Friday, December 23, 2011


A young farmer posed a good question on the Cafe.

" We have been planning to "eventually" build a new house. We're actually three year past our ten year plan to replace our small, inadequate farmhouse (It's fifteen minutes from our main farm facilities as well}. Figure we need to get it done before the economy turns around. However, we can't seem to get excited about it. After months of telling ourselves we need to get with it the thought occurs to us.... Why not buy a very nice house in town? An older home would cost less per square foot and have so much more character and charm for the money invested. We also have some very
nice wooded neighborhoods to choose from. It's 15-20 minutes to the farm base fom town.
So we started wondering... Will a used quarter million dollar home be a good investment when CD's, stocks and bonds are so-so??? How does appreciation/depreciation of new homes compare to used? I could ask a realtor but they may be a bit biased. I know there's good and bad points to the choice of rural and city living. I just never considered that I could possibly "make" money buying an expensive home. Any hard earned experience or a life-time of learning to share??
Thanks. Dan"

This is how I responded:

"That is a very personal question. We can't read your happiness from any decision or failing to act on it from afar.

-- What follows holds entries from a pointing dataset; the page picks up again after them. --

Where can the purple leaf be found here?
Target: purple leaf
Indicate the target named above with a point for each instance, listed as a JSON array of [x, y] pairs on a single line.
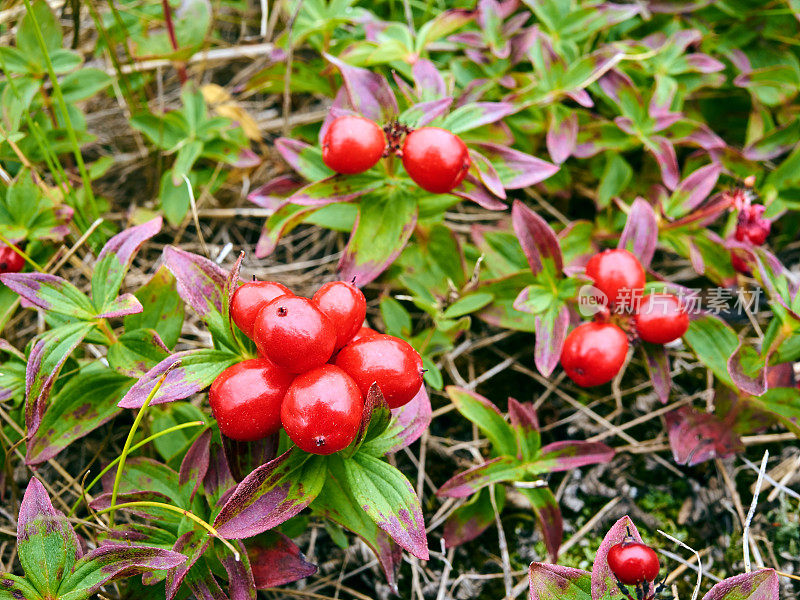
[[194, 465], [46, 542], [664, 153], [657, 363], [562, 135], [497, 470], [271, 494], [473, 189], [538, 240], [640, 235], [693, 190], [571, 454], [272, 195], [763, 584], [603, 582], [188, 372], [554, 581], [276, 560], [429, 82], [551, 331], [112, 562], [517, 169], [200, 281], [369, 93], [696, 437], [50, 293]]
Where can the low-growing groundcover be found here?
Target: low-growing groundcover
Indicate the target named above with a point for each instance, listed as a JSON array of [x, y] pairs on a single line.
[[342, 299]]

I am in the 4th house I have owned in a lifetime. I never looked at any of them as just a financial investment. Where I lived affected who I met, dollar and time cost to work, how I felt, how I slept, the whole shebang.

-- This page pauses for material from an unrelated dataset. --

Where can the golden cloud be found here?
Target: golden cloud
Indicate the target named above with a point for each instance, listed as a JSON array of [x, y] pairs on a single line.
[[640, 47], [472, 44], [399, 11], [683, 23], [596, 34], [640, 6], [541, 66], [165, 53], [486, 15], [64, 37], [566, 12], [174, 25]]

First one was a nice brick ranch on 2 acres at the edge of town, lived there ten years. It was an easy drive to dad's farm or work or Cincinnati. I made it cheap to heat and cool. All my kids were born there and we were happy there. It had a blacktop drive on a hill that was a bear in winter and dangerous. Good windbreak all around it. Cost 31,500, was worth 60,000 in ten years. Rented it out to a nice couple for ten years and got all my money back and then some.

Second one was an old Sear's and Roebuck house on 50 acres "in the sticks" 10 miles northeast. Bought it because it was in the school district we wanted our first child to attend school at. It was flat land, higher wind and storm area but best garden spot I ever had except maybe this one. It had poor well water and was hard to heat and cool. I never could buy land around it so we only lived there 4 years.

Third one I lived at was at the edge of Blanchester and lived there 17 years. It was archectect designed for a wealthy retirement couple and super designed for that purpose, not a young family but we made do. It was also cheap to heat and cool but flat and windy. Easy drive to north Cincinnati, Dayton and Columbus. Paid 96,000 for it and sold seven years ago for 162,500. We had all the graduation parties there and it was the last home most our children lived in.

Then we bought this home and farm for a huge price. I doubt it would sell for what we have in it. It is really windy here and we have had one tornado and Hurricane Ike about destroy the place. We have it affordable to heat and cool but it's taken seven years, not bad for an 1880 house though.

They have all been home to me but I never liked the second one and liked the first and third one better. This one grows on you but in my later years it's getting harder for us to keep it up. I have been guilty of calling it a money pit but it is a very desirable place to live in a good location. Location sure is important.

I have seen the markets soar and crash but home is home. Buy it for all the esthetic reasons unless you just want a place to sleep and resell. Your job and partner are the keys to your happiness but your home is probably number 3 for me.